Funnily enough, in raising birds I learned that it was best to provide the types of entertainment that kept them visually stimulated, yes, but forced them to solve a problem. You'd be amazed at the attention span of a lovebird or cockatiel working a rope puzzle apart to get a treat. I'm talking hours on end. But if you fill their environment with tons and tons of bright colors, mirrors, images, all the brightest and best of their natural visual environment, they're likely to become neurotic and, for some species, downright mean. I have no idea about humans and other primates, might be interesting to find out about chimps and bonobos. But I do know chimps have been able to focus on paint smearing and other activities for quite a bit of time when some glitz and glitter stimulation was removed from the environment.
When you think about it, it makes sense just as your attraction to junk food does. Just like sugar, salt and fat are pretty rare to find in a paleolithic environment, so are shiny things like water sources, and colorful thinkgs like fruit, things it's really helpful to spot from a distance.

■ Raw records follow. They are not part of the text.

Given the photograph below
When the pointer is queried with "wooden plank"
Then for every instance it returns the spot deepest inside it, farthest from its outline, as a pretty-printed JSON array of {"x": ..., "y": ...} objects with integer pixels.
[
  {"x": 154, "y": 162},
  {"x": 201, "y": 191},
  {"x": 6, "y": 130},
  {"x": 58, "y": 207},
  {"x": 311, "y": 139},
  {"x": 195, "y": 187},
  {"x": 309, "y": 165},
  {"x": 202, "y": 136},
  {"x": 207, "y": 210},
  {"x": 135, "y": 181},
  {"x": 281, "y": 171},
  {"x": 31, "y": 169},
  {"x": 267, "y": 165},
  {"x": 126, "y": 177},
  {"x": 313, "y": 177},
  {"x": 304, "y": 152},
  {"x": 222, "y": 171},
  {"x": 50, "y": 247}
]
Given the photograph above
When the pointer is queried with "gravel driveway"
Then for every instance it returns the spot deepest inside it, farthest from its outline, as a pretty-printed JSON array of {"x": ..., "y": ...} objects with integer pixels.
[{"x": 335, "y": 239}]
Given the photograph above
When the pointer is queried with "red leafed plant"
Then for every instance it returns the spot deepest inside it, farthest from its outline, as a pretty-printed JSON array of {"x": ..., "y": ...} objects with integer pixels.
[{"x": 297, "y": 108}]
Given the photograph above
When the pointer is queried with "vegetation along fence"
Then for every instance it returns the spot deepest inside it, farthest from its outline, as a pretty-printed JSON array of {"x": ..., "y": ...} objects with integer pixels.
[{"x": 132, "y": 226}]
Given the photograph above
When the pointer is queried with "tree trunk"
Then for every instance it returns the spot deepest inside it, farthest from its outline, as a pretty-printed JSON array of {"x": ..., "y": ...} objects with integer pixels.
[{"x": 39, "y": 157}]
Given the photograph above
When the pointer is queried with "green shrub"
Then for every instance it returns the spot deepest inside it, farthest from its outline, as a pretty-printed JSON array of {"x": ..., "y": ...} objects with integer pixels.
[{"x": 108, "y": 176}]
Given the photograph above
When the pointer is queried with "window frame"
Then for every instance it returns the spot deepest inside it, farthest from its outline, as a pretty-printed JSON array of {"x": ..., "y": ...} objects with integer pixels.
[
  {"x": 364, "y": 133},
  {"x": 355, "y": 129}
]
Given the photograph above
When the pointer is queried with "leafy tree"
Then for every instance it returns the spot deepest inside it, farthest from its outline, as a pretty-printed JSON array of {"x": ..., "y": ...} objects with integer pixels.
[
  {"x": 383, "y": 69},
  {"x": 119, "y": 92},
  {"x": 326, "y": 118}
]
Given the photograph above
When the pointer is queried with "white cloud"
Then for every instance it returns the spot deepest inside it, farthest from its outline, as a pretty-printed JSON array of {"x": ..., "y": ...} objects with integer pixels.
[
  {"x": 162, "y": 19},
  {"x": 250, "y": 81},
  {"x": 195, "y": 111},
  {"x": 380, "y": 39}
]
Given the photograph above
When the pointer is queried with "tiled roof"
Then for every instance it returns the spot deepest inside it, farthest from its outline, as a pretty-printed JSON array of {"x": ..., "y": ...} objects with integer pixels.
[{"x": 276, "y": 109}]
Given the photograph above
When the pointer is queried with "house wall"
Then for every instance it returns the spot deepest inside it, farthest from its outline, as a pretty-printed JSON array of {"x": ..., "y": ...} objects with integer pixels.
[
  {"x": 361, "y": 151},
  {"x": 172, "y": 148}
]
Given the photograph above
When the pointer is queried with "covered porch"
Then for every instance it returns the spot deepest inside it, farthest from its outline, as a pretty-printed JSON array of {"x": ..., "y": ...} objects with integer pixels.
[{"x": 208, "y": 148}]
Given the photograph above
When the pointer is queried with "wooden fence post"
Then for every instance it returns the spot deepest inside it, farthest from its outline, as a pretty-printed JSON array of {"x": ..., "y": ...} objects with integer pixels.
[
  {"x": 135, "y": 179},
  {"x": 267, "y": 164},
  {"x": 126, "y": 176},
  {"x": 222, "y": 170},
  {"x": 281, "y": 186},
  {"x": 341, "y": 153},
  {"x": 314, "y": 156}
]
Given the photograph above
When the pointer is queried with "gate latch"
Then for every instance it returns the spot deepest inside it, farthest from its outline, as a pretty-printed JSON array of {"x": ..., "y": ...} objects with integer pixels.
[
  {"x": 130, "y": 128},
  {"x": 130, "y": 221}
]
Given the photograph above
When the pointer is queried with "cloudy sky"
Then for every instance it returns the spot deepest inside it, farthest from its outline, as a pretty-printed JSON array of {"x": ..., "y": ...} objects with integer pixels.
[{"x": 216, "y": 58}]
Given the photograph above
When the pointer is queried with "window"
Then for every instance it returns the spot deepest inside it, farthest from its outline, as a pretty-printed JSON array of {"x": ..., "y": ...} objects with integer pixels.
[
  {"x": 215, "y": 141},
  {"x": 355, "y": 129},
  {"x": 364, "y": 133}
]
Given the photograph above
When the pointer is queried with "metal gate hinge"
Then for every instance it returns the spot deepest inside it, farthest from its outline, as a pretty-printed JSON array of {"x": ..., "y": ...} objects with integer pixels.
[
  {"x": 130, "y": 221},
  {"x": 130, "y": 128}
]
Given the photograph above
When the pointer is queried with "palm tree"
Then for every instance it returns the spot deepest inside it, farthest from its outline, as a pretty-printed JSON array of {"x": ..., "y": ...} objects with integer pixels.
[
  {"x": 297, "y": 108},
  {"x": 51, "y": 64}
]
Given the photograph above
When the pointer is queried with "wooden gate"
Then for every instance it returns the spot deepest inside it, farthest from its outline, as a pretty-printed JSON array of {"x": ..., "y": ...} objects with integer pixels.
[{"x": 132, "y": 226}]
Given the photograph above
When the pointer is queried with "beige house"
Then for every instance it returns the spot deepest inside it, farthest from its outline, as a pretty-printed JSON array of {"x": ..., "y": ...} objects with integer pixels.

Anyway, don't think it's a given that sight automagically equals a visually glitzy environment with all the trimmings and a fifth-grade reading level. Hell, even when I was in college a couple decades ago they said to write at a tenth-grade reading level for business, before many style manuals were rewritten to include more of the imperative, fewer words, smaller words, and a fifth-grade reading level.
Now all we need is a fools-acceptance movement on Tumblr and the representation will be total and complete.